@Guy
I think everyone is a bit offtrack here. If I understand correctly, you want to have a MySQL database and your files on the Vero shared to your other system.
If I’m correct, then you don’t need to do anything other than add the shares to your fstab on the ‘slave’ system. Something like:
Just make sure that where you are mounting on the ‘slave’ is the same place you have it mounted in the master. The database stores the paths, so they have to match on all systems.
@bmillham You have my need pegged correctly. The problem is that the share does not appear to be visible to the slave system. In fact, I can’t even see it on the master system (showmount -e is failing).
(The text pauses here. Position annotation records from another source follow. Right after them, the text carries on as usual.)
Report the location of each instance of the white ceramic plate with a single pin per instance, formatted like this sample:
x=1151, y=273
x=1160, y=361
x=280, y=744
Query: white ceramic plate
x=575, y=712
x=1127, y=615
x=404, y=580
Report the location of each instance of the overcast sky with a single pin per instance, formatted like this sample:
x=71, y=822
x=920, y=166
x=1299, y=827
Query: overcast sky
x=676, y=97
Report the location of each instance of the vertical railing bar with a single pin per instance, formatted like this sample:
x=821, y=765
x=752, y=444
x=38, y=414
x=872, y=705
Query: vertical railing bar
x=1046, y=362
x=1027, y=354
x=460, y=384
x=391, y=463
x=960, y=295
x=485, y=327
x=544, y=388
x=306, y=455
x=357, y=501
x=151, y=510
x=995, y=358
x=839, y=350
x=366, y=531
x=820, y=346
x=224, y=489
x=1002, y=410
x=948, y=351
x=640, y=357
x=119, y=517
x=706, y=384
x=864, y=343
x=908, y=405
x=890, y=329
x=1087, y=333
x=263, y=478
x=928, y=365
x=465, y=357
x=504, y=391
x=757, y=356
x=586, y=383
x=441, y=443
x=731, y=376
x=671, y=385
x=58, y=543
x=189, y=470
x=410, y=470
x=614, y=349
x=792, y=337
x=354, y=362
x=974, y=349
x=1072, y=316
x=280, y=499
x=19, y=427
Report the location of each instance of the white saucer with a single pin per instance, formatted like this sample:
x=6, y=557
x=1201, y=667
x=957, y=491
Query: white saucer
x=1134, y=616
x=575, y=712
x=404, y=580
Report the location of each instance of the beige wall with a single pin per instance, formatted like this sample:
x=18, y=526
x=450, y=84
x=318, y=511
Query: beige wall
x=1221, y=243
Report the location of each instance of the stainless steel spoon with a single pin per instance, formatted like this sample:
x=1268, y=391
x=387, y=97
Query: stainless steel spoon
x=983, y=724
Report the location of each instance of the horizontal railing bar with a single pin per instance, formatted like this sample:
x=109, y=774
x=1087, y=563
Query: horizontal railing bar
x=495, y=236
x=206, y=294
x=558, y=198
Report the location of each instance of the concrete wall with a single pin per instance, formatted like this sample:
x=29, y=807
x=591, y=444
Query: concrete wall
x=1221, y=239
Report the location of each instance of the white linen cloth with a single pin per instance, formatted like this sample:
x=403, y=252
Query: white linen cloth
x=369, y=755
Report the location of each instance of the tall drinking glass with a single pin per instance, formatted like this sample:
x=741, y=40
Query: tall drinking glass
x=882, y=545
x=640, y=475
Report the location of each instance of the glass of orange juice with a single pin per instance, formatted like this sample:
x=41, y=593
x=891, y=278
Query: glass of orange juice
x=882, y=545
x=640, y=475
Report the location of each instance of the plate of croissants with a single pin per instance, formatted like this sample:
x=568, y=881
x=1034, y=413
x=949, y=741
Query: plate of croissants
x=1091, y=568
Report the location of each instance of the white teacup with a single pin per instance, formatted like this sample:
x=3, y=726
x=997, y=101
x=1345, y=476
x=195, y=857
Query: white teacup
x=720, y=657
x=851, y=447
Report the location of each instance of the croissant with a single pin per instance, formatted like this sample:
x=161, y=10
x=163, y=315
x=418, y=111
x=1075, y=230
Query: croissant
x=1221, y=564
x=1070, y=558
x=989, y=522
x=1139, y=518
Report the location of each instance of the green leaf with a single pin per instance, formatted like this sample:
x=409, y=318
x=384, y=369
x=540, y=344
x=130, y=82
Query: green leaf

EDIT: Tried it anyway. Still getting “mount.nfs: Connection timed out”.
Just for clarification it also pings fine.
osmc@Pi3:/mnt/hdd/Media$ ping -c5 192.168.1.60
PING 192.168.1.60 (192.168.1.60): 56 data bytes
64 bytes from 192.168.1.60: seq=0 ttl=64 time=9.719 ms
I’m confused. I thought you were trying to share the drive from the Pi to the Vero 4K. You shouldn’t have nfs kernel server on the Vero 4K, it should be on the PI 3
Add the following line: deb http://apt.osmc.tv jessie-devel main
Run the following commands to update: sudo apt-get update && sudo apt-get dist-upgrade && reboot
Your system should have have received the update.
Please see if the issue is resolved.
I also recommend you edit /etc/apt/sources.list again and remove the line that you added after updating. This will return you to the normal update channel.
@sam_nazarko Looks like you have found and fixed the issue! (kind of surprised I’m the first to report it).
Out of curiosity, when access a global file share is it best practice to “mount” an nfs source and then use the mounted directory or just add the NFS path to your library?
The number of people that use an NFS server is quite low, particularly as it’s not part of the App Store.
fstab is the best solution as it has readahead (kernel). It’s also useful if you want to use the mount outside of Kodi, e.g. for downloading, sharing other files.
@bmillham Yeah, I realized it as I was performing the fstab (per your recommendation). At first it seemed like a redundant step, but then I realized it is more like a symbolic link (…osmc is making this windows guy learn a lot about linux) which allows for significant future proofing.
@sam_nazarko Is there a reason its not part of the App Store? All the best practice stuff I read indicated that it had the best performance when dealing with network files (which is why I took the plunge).